In the first case, it makes sense to unit test logins using every conceivable variation of `UserLoginView`s. In the second case, your surface area is much larger. `userDataMap` is full of details that are irrelevant to logins, so you only test the small relevant subset of user data variations. As the code ages and changes, it becomes harder and harder to assess at a glance whether your test data really represents all the test cases you need or not.

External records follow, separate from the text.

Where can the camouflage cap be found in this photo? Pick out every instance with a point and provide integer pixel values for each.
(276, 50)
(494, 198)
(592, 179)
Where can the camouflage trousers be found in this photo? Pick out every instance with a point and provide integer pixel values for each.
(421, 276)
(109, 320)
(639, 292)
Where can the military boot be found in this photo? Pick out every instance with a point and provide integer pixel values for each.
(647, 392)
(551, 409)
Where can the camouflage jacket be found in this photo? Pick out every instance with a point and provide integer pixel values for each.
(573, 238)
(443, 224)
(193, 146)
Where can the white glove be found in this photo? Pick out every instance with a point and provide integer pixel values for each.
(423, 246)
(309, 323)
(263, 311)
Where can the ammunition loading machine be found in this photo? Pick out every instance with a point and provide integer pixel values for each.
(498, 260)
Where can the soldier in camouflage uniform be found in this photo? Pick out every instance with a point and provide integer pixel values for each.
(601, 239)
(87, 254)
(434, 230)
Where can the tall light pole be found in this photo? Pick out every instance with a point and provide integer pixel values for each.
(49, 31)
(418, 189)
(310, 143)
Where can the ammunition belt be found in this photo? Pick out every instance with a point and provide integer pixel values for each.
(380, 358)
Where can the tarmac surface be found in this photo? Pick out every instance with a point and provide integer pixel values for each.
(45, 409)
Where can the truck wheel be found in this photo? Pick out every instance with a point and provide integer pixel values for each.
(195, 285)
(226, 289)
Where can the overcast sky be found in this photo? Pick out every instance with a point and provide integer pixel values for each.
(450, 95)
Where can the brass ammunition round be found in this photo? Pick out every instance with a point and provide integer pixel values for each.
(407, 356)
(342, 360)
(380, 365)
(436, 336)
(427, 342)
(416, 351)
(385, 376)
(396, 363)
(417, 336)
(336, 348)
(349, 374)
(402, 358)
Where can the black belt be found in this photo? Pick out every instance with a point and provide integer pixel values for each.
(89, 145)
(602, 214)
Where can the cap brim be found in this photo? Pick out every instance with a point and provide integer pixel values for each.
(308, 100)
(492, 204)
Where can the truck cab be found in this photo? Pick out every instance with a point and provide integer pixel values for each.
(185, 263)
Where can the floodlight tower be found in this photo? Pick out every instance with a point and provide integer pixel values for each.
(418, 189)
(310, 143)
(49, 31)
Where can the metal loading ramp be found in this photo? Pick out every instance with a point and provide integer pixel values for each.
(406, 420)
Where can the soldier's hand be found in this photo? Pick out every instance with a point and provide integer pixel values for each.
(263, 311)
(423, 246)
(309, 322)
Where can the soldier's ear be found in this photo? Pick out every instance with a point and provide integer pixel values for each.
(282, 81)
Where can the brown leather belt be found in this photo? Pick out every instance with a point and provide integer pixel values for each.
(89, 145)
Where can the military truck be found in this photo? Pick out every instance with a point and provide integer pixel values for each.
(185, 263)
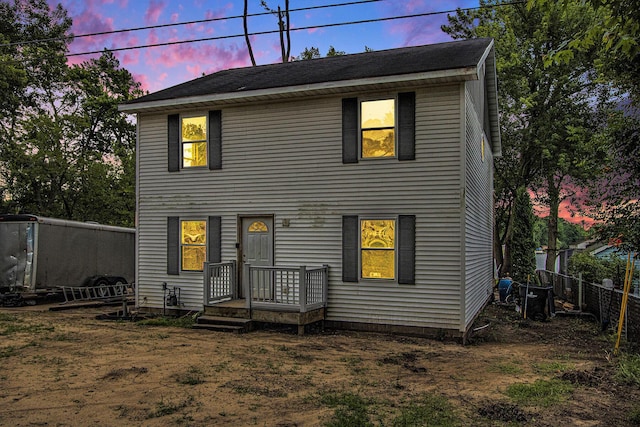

I worry that Clojure-style maps don't fix the problems pointed out by the article. In a codebase that passes around big dumb data objects representing important entities (incrementally processing them, updating fields, etc), the logic eventually gets tangled. Every function touches a wide assortment of fields, and your test data is full of details that are probably inconsequential but you can't tell without inspecting the functions. I don't see how Clojure solves this without its own UserLoginView-style abstraction.
- generative testing (with clojure.spec.gen.alpha/generate)
- function instrumentation (with clojure.spec.test.alpha/instrument)- automatic failure case minimization (with clojure.spec.alpha/explain + explain-data)
- data normalization / coercion (with clojure.spec.alpha/conform)
- easier refactoring - You can change specs without changing data structures
- serialization is free - maps already serialize, whereas you have to implement it with Records.
Plus you get to leverage the million other functions that already work on maps, because they are the fundamental data structure in Clojure. You just don't have to create the intermediate record, let your data be data.
Generally, I prefer to create functions for specific queries, rather than for specific "entity" types, and the return type of each query matching the result of the query. This fits with the reality that queries often involve multiple entity types.
My favourite application-later database tool so far is https://www.jooq.org/ because it allows for code generation from the database schema, allowing for type-safe construction of queries. I find this makes it easier to create and maintain queries. It is a relatively unopinionated power tool, with minimal attempts at "automagic" behaviour. I find myself missing jOOQ now that I am not working much with Java.